Thank you for the much-needed media attention to "The Savage Politics of South Gate" (by Sam Quinones, July 8). I am a 13-year employee and longtime resident of the City of Commerce, where we have issues almost identical to those in South Gate. The cancer of dirty politics, spawned by modern-day political machines led by people like South Gate City Treasurer Albert Robles, has infected not only South Gate and Bell Gardens, but nearly the entire Southeast area of Los Angeles County. As residents we need to become educated about how our cities operate financially and politically, or risk becoming the victims of self-serving politicians. The word is out on career politicians like Robles, Maria Chacon in Bell Gardens and Hugo Argumedo in Commerce. I hope voters use this information in future elections.

Jason Stinnett



Recently I read an article about the mayor of Compton that deeply saddened me. There were positives mentioned about his administration, but the negatives outweighed the positives greatly. Shortly after I read that the cities of Cudahy and Bell Gardens informed authorities about individuals who allegedly used their political positions to secure even more important positions. Now I read Quinones' article about the politics of South Gate, and the revelations are the most frightening and appalling of them all!

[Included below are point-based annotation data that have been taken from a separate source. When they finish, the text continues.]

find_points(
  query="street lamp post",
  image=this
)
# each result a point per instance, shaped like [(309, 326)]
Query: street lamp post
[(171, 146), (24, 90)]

If Robles and his [associates] are allowed to continue their mode of operation, they will undermine all that is cherished in our democratic system. The cancer that is growing in Southeast Los Angeles could easily spread. With a political position comes accountability--accountability that should extend to citizens and noncitizens alike. These idiots need to be jettisoned, and quick!

Samuel Carter



Quinones refers to the fact that "the town has no local daily newspaper," and this perhaps answers the question of why so many goofy things keep going on. As editor of the Huntington Park Daily Signal, I had the pleasure of being a part of the Southeast Los Angeles cities for many years. In those days, daily community newspapers flourished. We helped citizens be aware of the ups and downs of local life. Before moving out of our longtime headquarters in Huntington Park, the Daily Signal had an unusually large staff that allowed a reporter to have the single assignment of covering one city such as South Gate. I am convinced that if the Daily Signal were still here, there would be a far different South Gate, Bell Gardens and Cudahy than exist today.